Aujourd'hui, ils se tournent vers l'or, matériau tendance et impur. Les magnifiques colliers amulettes (hirz et mafaghda) disparaissent peu à peu, avec les lourdes manchettes ou les colliers mailles (kirdan ou labba). Acheté au poids, le bijou d'argent était essentiellement un bijou de mariage ou d'héritage. Offert par le mari, témoin de son affection et de sa richesse, il restait la propriété inaliénable de la femme. Il servait aussi de valeur refuge en période difficile.
Les hommes se limitaient à une bague, à une amulette ou à un bracelet et les jeunes garçons arboraient un bijou de protection (boucle, amulette ou bague). L'ornement des femmes en revanche couvrait potentiellement le corps des cheveux à la cheville.

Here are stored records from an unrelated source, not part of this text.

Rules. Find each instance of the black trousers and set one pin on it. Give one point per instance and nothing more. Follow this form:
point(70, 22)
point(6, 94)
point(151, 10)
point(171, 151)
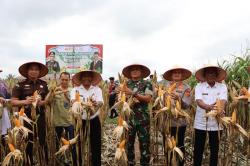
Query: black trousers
point(180, 134)
point(113, 112)
point(69, 131)
point(200, 139)
point(40, 131)
point(95, 140)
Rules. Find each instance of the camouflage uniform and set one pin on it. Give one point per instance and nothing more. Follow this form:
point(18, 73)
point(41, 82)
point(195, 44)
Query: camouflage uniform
point(140, 123)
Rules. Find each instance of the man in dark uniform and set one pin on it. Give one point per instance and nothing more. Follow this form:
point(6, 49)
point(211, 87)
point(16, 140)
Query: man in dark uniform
point(112, 96)
point(52, 64)
point(22, 95)
point(96, 64)
point(139, 122)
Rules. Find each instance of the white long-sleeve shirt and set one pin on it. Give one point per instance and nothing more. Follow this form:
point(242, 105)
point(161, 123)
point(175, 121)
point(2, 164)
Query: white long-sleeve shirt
point(208, 95)
point(93, 91)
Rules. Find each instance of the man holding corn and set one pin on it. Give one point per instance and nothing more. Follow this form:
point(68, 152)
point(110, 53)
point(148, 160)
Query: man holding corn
point(139, 121)
point(210, 95)
point(4, 116)
point(30, 93)
point(90, 93)
point(181, 92)
point(63, 121)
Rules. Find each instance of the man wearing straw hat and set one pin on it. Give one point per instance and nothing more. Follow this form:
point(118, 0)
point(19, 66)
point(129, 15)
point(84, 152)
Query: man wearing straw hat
point(62, 118)
point(177, 75)
point(139, 121)
point(207, 92)
point(22, 95)
point(4, 117)
point(88, 81)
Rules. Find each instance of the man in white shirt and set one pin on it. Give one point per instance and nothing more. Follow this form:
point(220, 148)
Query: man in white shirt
point(206, 93)
point(88, 81)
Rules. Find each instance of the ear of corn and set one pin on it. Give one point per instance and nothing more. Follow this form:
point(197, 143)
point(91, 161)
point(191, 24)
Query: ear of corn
point(11, 147)
point(17, 122)
point(234, 117)
point(64, 141)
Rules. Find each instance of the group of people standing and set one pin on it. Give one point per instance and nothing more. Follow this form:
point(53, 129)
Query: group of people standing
point(209, 89)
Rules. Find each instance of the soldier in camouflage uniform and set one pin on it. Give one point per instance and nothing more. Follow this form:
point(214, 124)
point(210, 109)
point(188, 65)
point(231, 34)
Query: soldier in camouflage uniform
point(140, 120)
point(182, 93)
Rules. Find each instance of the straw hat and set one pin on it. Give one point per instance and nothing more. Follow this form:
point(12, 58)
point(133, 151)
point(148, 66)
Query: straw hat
point(185, 73)
point(23, 69)
point(222, 74)
point(144, 70)
point(96, 77)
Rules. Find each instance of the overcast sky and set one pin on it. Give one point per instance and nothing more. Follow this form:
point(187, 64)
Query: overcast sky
point(156, 33)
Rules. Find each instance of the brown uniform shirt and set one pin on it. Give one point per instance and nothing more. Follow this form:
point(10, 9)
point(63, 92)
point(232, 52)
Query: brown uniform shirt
point(26, 88)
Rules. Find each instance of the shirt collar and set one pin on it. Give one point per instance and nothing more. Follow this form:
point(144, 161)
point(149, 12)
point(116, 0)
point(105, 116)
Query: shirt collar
point(82, 87)
point(32, 82)
point(208, 86)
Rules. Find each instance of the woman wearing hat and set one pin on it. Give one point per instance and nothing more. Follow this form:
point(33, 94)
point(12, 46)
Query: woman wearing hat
point(22, 95)
point(182, 93)
point(88, 81)
point(206, 93)
point(139, 122)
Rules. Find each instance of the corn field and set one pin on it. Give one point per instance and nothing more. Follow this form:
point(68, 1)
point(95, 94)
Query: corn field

La forme des bijoux rappelle ceux des empires anciens (Rome, Sumer, l'Egypte, l'Asie occidentale). Le collier de mariage yéménite (labba, kirdan) évoque la cotte de maille des Croisés. Certains bracelets traduisent matériellement le passage des routes commerciales - échange des productions, des techniques d'orfèvrerie et des hommes (marchands ou artisans itinérants) - et effacent l'identité locale des bijoux. Les Rashaidas soudanais raffolaient des parures du Yémen et d'Oman. La frontière de l'ornement corporel entre l'Arabie, l'Inde, Zanzibar et l'Afrique semble parfois très floue. Les orfèvres juifs officiaient au Yémen, à Zanzibar, au Maghreb... A Oman, les bijoux s'achetaient, à la pièce ou sur commande, dans les grandes villes côtières. A côté des artisans locaux, des orfèvres itinérants parcouraient les villages plus reculés avec quelques pièces.
C'est un argent très pur, le Thaler de Marie-thérèse, qui a fourni à l'Arabie la matière à ses trésors. Abu rishe, le père des plumes (en raison de l'aigle impérial à deux têtes qui figure au dos des pièces), requis par le sultan de Zanzibar pour chaque esclave mis aux enchères sur son sol, ou encore le douros, étaient fondus ou insérés presque tels que dans des pièces d'orfèvrerie.
Quelques grands maîtres juifs apposaient leur sceau sur certains bijoux mais la plupart ne possèdent aucun poinçon. L'orfèvrerie omanaise est une orfèvrerie d'argent. Elle n'inclut les pierres qu'épisodiquement. Le rouge - corail, cornaline, verre ou perle en céramique - occupe une place à part. Il protège. Une bague de prix, en corail rouge, très onéreux, ou en cornaline, constitue, en quelque sorte, un ange gardien. Aussi, les bédouins les moins fortunés optent pour une fatkhah en verre. Au Yémen, s'y ajoutent parfois l'ambre ou la turquoise. Le tout compose des bijoux un peu rudes, aux formes étranges et belles - les trésors d'une Arabie heureuse.